The buildings to be considered in Book VI go, step by step, from the lowliest hut to the house of the Prince, or indeed, that of the King, since the author is in the service of the 'most Christian King' Henry. It is interesting to note that this phrase repeats almost to the letter that in the introduction to Book I (1545), whilst the general programme prefacing Book IV (1537) for Book VI speaks only of a generic progression
from the poorest hut to the most ornate palace for a Prince. It is possible to deduce, therefore, that Serlio reached his definitive concept of a speculum architecturae ('mirror of architecture') from the hut to the palace, only after his arrival in France, yet still bearing in mind that the distinction between country and town architecture was of clear Venetian origin and also planned in the programme of 1537.
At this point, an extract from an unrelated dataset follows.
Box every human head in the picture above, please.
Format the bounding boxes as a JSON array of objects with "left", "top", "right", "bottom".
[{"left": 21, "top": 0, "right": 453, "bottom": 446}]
As regards his relations with France, Serlio admits the utility of the technical viewpoint (inherent in firmitas) of the people of the place and the types of specific trades, but then quickly dons the Vitruvian toga (VI.viii.10) to affirm that the 'arranging of a well-conceived and well-proportioned building' is the privilege only of scholars of worthy architecture (in other words, classical), those who possess the skill of 'graphica, that is design'. The rest are 'blinder than moles'. Such a display of erudition - which in Italy would remain merely that, given that from Alberti to Palladio in such circumstances people limited themselves to paraphrasing Vitruvius as a rhetorical convention - here becomes openly used as a polemical weapon against the maçons, in parallel with De l'Orme. Thus a curious fate for Serlio was to be accused by Lomazzo thirty years later (using the same weapon) of being a sort of maçon, one of those who was 'able only as far as the material is concerned and the discussions of what to do', as opposed to the true architects who were 'skilled designers/draughtsmen'. The fact that Serlio, not for erudite but for polemical reasons (and speaking in a very precise and specific way about dispositione, that is, the general laying out of the project), insists on the term 'design' (to such an extent that he uses the Greco-Latin term graphica in order to remove any sense of conceptual abstraction), would seem to imply that such a graphic practice was entirely extraneous to that of the maçons. It is a fact that all French architectural designs of the period, up to the Serlio-De l'Orme-Lescot turning point, draw on the Italian experiences of the creators of the Renaissance in France.